Le procès de Khalifa Sall s’est déroulé hier matin, sur fond de contradictions liées à l’existence ou non des fonds politiques. Les deux percepteurs Mamadou Omar Bocoum et Ibrahima Touré campent sur leur position, affirmant qu’il s’agit de caisse d’avance. Khalifa Sall le conteste et reste convaincu que lesdits fonds ont été supprimés pour des raisons purement politiques et qu’ils seront débloqués une fois qu’il ne sera plus maire.

 

Elle a été minimisée par l’ancien percepteur, Mamadou Omar Bocoum, qui l’a qualifiée ‘’d’épiphénomène par rapport aux leviers dont dispose le maire pour venir en aide aux populations’’, mais la caisse d’avance continue d’alimenter les débats, dans le cadre du procès de Khalifa Sall.
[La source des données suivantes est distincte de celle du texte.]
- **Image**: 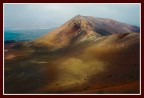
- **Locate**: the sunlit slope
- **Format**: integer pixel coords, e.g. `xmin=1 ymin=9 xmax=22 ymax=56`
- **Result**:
xmin=35 ymin=33 xmax=139 ymax=93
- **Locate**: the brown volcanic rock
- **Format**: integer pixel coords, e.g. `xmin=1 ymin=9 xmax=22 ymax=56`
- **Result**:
xmin=30 ymin=15 xmax=100 ymax=49
xmin=29 ymin=15 xmax=139 ymax=49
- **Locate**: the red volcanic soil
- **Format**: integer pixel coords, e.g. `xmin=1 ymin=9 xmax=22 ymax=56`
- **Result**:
xmin=78 ymin=82 xmax=139 ymax=94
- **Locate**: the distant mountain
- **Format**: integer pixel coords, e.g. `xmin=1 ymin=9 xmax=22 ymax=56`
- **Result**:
xmin=30 ymin=15 xmax=139 ymax=49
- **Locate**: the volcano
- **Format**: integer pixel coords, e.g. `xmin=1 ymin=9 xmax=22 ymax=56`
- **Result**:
xmin=4 ymin=15 xmax=140 ymax=94
xmin=29 ymin=15 xmax=139 ymax=49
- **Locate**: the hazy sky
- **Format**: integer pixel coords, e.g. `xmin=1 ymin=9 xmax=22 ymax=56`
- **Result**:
xmin=4 ymin=3 xmax=140 ymax=30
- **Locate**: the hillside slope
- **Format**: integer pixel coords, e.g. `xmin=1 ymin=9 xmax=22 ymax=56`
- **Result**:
xmin=29 ymin=15 xmax=139 ymax=49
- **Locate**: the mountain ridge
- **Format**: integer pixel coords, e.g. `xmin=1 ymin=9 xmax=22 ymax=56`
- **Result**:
xmin=28 ymin=15 xmax=139 ymax=50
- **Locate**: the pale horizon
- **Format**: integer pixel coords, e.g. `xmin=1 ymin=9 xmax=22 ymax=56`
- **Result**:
xmin=4 ymin=3 xmax=140 ymax=30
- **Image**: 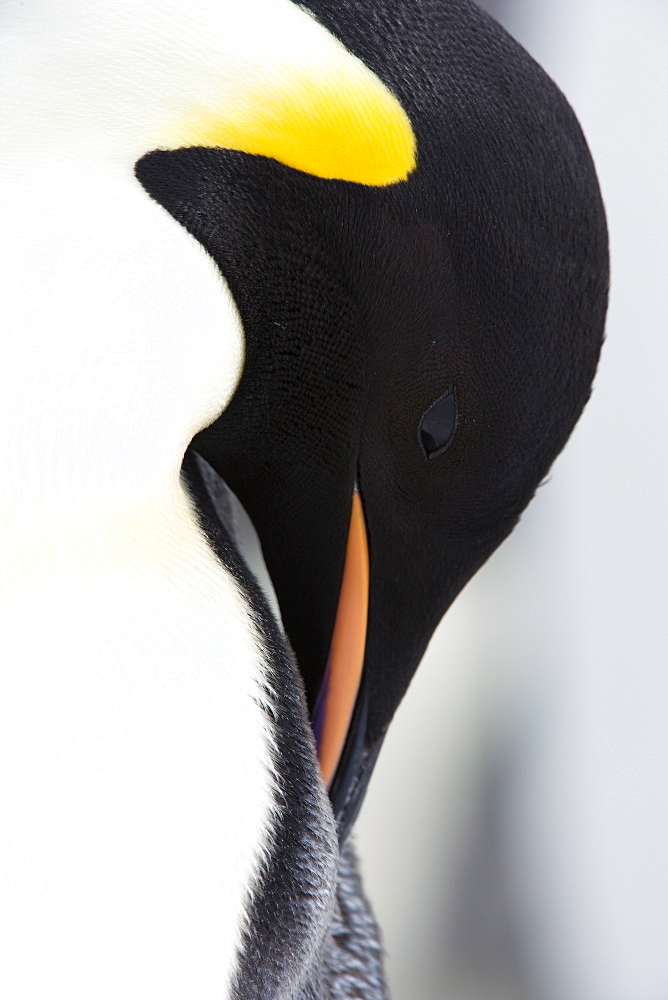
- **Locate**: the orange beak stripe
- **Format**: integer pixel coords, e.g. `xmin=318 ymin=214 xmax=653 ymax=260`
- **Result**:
xmin=317 ymin=490 xmax=370 ymax=789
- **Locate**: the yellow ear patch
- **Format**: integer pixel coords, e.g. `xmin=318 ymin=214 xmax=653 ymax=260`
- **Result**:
xmin=170 ymin=63 xmax=415 ymax=186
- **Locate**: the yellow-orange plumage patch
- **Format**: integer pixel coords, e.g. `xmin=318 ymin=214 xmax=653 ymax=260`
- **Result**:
xmin=318 ymin=490 xmax=369 ymax=788
xmin=171 ymin=64 xmax=415 ymax=186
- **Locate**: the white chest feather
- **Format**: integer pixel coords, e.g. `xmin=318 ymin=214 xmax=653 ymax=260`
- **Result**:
xmin=0 ymin=493 xmax=277 ymax=999
xmin=0 ymin=169 xmax=275 ymax=1000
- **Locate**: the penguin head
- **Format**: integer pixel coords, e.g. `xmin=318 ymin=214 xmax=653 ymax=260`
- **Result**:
xmin=136 ymin=0 xmax=608 ymax=833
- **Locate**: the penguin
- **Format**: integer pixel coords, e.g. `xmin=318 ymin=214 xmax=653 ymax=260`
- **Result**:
xmin=0 ymin=1 xmax=608 ymax=998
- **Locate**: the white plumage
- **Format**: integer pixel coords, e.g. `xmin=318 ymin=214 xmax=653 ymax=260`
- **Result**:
xmin=0 ymin=1 xmax=351 ymax=994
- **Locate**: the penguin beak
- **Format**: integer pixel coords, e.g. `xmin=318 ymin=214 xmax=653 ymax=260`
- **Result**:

Car il y a des divergences par rapport à son interprétation. Khalifa Sall et Mbaye Touré la considèrent comme des fonds politiques, alors que les percepteurs affirment qu’il s’agit bel et bien de caisse d’avance. Ainsi, hier, lors de leur contre-interrogatoire, les avocats du maire ont encore fouillé la caisse jusqu’à remonter à l’époque coloniale.

Dans cet exercice de démonstration de l’existence des dits fonds, Me François Sarr est allé chercher dans le journal officiel pour exhiber un texte de 1992. Me Jackson Kamga a, pour sa part, fait projeter un document colonial datant de 1923 et qui institue la caisse. A l’époque, le montant était fixé à 600 francs, mais le président du Conseil colonial avait estimé que la banlieue le méritait mieux. Depuis, beaucoup d’eaux ont coulé sous les ponts et le montant à atteint 30 millions F CFA avant d’être supprimé en 2015, suite aux bisbilles entre l’actuel maire Khalifa Sall et le régime de Macky Sall.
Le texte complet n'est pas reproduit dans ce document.